It began as a campaign against the opening of a fast food outlet in Rome.

When McDonalds announced the opening of a branch near the city’s famous Spanish Steps in 1986, Italian food activist Carlo Petrini launched a protest, setting up what is now known as the Slow Food movement.

Central to his campaign was promoting food produced by the local community.

Compared to the Arts and Crafts movement’s response to 19th-century industrialisation, Slow Food was designed to support local and regional variations in ingredients and cooking styles over homogenised mass-produced food.

Seventeen years on, the movement has more than 100,000 members across 150 countries, all promoting their own locally sourced foods and driving a political campaign against the globalisation of agricultural products.

Alex Chambers, leader of Warwickshire’s Slow Food group, stumbled across the movement by chance 15 years ago while on holiday in Italy.

He says: “It was a warm evening in Tuscany when we were looking for a restaurant in the middle of nowhere.

“We were driving round in circles along these winding green lanes and eventually we saw a finger post with a snail symbol on.

“We followed it a couple of miles along the track, up a hill, and found a typical Tuscan farmhouse with a veranda and tables outside.

“So we parked up and sat down. We didn’t speak much Italian in those days so there was some gesturing and chit-chat and there were people in the kitchen busy cooking.

“Big bottles of wine started turning up and cars were pulling up, with people getting all sorts of food and drink out of their car boots for the table.

“It was a brilliant night and at 2am when we asked for the bill we were told there wasn’t one.

“We insisted we must pay but they told us it was a local slow food meeting and we’d unwittingly gate crashed.”

Alex and his wife Sara brought the idea back to Britain with them, setting up their own Italian deli from their home and becoming artisan food producers using locally sourced ingredients in traditional Italian recipes.

Carlo Petrini founded the Slow Food movement in Italy in 1986.
Carlo Petrini founded the Slow Food movement in Italy in 1986.

Based in the picturesque village of Monks Kirby near Rugby, Squisito sells online as well as at farmers’ markets around the Midlands, maintaining a strong community presence by holding artisan cookery courses in the village in curing, smoking, sausage making and ice cream making.

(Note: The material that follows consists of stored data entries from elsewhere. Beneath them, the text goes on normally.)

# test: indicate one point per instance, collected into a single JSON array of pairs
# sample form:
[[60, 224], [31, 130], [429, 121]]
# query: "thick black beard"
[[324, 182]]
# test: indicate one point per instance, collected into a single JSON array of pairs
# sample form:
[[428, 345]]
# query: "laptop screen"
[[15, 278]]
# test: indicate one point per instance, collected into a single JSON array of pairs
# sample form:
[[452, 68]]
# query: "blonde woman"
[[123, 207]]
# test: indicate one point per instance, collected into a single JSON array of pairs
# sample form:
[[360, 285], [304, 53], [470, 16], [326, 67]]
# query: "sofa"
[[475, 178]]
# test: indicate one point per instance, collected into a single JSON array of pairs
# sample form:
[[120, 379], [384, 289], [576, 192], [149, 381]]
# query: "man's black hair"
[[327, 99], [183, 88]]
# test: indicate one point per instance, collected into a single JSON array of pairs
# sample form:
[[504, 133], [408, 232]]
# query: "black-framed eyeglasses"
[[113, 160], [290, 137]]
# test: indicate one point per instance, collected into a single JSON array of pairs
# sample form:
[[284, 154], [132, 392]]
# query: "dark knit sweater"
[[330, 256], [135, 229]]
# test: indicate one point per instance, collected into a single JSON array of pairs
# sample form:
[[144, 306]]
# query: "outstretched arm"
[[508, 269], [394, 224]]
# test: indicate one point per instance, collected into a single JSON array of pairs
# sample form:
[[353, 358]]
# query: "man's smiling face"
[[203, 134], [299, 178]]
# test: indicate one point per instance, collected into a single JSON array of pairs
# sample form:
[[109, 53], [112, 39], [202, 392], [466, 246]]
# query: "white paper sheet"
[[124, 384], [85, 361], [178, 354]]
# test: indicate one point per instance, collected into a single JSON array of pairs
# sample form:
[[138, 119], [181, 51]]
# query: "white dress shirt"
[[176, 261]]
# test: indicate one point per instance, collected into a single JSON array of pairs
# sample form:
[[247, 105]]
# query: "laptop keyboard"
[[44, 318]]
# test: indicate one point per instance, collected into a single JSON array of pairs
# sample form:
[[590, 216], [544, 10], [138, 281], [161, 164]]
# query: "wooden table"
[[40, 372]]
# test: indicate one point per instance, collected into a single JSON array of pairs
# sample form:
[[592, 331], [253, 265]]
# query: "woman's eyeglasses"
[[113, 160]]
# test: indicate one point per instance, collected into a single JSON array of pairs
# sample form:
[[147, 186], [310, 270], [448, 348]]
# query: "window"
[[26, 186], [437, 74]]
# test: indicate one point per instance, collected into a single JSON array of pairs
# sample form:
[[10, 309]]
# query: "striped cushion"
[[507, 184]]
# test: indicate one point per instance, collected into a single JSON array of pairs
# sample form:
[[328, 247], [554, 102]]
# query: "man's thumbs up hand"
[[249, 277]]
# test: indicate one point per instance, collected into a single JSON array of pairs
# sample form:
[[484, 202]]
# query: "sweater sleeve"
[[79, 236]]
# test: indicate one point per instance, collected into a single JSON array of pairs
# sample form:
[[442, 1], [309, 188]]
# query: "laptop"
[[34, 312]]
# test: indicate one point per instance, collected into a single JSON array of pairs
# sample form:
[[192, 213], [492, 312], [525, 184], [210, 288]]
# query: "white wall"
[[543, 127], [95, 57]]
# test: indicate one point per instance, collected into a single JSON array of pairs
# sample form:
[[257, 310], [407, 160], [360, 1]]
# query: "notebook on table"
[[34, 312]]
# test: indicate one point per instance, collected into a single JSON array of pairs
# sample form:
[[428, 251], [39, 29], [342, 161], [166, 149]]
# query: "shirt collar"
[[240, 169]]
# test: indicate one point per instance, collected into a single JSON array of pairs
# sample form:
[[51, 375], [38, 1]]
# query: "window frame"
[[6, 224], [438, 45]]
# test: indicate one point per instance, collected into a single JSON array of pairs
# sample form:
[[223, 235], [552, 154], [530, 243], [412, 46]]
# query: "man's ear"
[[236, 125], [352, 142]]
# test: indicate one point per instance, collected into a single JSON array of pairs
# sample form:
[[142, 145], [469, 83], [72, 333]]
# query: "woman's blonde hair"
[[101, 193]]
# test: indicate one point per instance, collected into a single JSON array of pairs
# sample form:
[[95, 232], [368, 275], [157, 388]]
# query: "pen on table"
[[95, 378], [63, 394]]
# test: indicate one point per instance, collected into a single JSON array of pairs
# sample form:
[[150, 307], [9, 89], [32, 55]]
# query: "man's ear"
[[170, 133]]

Alex says: “Slow food is about local food. It’s about protecting your food heritage.

“It’s absolutely the opposite of fast food. It helps if you understand Italian ways and Italian culture.

“In Italy supermarkets make up 10 per cent of shopping rather than 90 per cent.

“There, if you went from somewhere like Coventry to Rugby not only would they speak a bit of a different dialect, they would also cook things differently.

“The ordinary person doesn’t aspire to owning a house or a big car, but they do aspire to good food and good wine in the same way the English aspire to material things.”

So why has Britain taken such a different path?

“We are the first industrialised nation,” says Alex, “and as people moved away from the land in their masses we lost our link with the land and with local butchers and bakers, etc.

“Our food values and, to a certain extent, our health have been destroyed by commercialisation.

“When you look under the bonnet and learn what supermarkets do, where they buy from and how their food is processed to look fresh when it can actually be weeks or months old it calls into question the way we live and our disconnect between the land and our social responsibilities to each other and the environment.”

Ten years ago a study by the New Economics Foundation highlighted “the multiplier effect” showing that supporting local businesses invigorates the local economy.

The research suggested that £10 spent with a local grower would be circulated two and a half times locally, being worth £25 to the local economy, whereas the same money spent in a supermarket left the community much quicker, with a local multiplier of just 1.4, making it worth £14.

“Some people see a price tag,” says Alex, “but they don’t associate the price with the cost of the ingredients.”

While the Slow Food movement is hindered by modern lifestyles, with both parents in many families in full-time work and supermarkets offering the ultimate in 24-hour convenience, there is a growing demand for better quality food and, fuelled by the horsemeat scandal earlier this year, more honest information about the source of the products we are consuming.

In Warwickshire, Alex and Sara took Slow Food a step further, launching their own Secret Supper Club.

Labelled an “anti-restaurant”, the monthly supper club invites foodies to the Chambers’ Monks Kirby home, where they can watch Sara prepare the meal in the kitchen before sitting with others around the dining table to share a seven-course Italian supper.

“Everybody eats – it’s the one thing that unifies us all,” says Alex.

“In any walk of life you could meet a “foodie”, whether you’re an earl or a peasant.

“Slow food is about conviviality as much as anything else – meeting new people and sharing and valuing what you have.

“Dinner parties and slow food are seen as middle class in England. They’re not. In fact, they’re quite the reverse.

“If you’re interested in the idea of slow food start your own supper club, get Carlo Petrini’s book Slow Food Nation, and if you haven’t seen a local dish for a while, like Coventry Godcakes, go and make them.

“That’s what slow food is all about.

“It’s realising that good food should be a right, not a luxury.”